Os Estados Unidos opõem-se a Pequim numa série de temas espinhosos e cada um tem pelo menos algum risco de provocar uma escalada militar entre os dois países: desde a silenciosa defesa americana da autodeterminação no Tibete até à estridente defesa da independência taiwanesa; passando pelo desconforto das relações económicas que Pequim vai fortalecendo desde Manila a Islamabade e às operações militares em volta das ilhas artificiais e instalações militares construídas no Mar Meridional da China, uma das mais importantes rotas comerciais do mundo. Destes focos de tensão, o mais preocupante parece ser o de Taiwan, ilha armada pelos Estados Unidos, reclamada por Pequim e, segundo o think-tank Rand, um possível rastilho para confrontos até que se resolva o estatuto do território. Aqui, o “conflito pode assumir várias formas, desde um bloqueio até a uma verdadeira invasão”, argumenta, sublinhando, contudo, que o verdadeiro risco está num possível colapso do regime norte-coreano.

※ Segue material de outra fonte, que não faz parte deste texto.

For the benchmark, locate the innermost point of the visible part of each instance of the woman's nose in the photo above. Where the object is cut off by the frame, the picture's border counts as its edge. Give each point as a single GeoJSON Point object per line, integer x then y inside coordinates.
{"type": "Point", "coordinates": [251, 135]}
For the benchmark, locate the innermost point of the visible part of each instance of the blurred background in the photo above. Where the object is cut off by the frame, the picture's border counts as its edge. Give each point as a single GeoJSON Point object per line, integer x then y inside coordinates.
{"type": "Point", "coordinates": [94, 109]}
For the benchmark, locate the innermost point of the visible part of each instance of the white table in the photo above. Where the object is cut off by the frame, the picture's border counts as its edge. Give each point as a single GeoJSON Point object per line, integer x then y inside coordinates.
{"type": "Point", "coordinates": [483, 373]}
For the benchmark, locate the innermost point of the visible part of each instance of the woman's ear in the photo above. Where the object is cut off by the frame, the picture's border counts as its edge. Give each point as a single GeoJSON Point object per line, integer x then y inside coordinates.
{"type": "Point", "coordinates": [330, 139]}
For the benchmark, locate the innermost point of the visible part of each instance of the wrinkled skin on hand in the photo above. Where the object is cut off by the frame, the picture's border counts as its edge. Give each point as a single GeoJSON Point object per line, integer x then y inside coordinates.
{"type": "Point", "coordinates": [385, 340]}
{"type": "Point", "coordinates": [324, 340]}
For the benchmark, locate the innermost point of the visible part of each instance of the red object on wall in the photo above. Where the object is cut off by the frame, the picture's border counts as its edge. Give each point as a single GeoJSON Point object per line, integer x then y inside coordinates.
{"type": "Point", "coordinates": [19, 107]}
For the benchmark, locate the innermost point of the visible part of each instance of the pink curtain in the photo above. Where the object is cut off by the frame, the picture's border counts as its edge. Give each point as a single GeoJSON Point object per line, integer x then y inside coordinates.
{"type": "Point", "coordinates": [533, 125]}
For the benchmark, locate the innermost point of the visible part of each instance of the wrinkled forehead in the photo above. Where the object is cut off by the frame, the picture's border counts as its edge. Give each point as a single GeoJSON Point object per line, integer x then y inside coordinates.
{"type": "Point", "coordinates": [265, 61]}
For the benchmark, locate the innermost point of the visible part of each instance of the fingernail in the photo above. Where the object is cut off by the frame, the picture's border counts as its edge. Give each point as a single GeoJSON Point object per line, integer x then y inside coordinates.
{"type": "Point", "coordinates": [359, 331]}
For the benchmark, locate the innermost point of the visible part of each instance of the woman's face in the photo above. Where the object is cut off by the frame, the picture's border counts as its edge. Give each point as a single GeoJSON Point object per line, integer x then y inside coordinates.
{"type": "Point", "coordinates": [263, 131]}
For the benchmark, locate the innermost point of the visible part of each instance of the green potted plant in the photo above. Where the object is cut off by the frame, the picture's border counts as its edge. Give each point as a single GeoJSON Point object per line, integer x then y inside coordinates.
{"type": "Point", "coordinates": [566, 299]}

Em “Destinados à Guerra”, o norte-americano Graham Allison defende aquele que é o maior lugar-comum acerca de uma possível guerra entre os Estados Unidos e a China: o autor fala da “armadilha de Tucídides”, o homem que descreveu a guerra entre Esparta e a Grécia no séc. IV a.C., nascida do receio espartano de uma nova potência lhe roubar o lugar de líder mundial.

O argumento é plausível, mas, como critica Ian Buruma na “New Yorker”, parece ignorar a convicção de que a China, ao contrário dos EUA, não deseja o lugar do polícia e líder tentacular do mundo. Os Estados Unidos podem ter medo de ser ultrapassados, mas a China pode não querer fazê-lo. Buruma não está a sós nesta defesa. Acompanham-no o colunista e autor Gideon Rachman, que escreveu recentemente sobre inclinação oriental da balança do poder, e Howard French, por exemplo, antigo correspondente da “Time” na China, que este ano escreveu um livro sobre o tema. Acima de tudo, argumentam, Pequim quer recuperar a ordem asiática de há dois séculos e esquecer a invasão japonesa de 1895. O resto, nas palavras de Rachman, é “o grande desafio político do séc. XXI: gerir o processo de orientalização de acordo com os interesses comuns da humanidade.”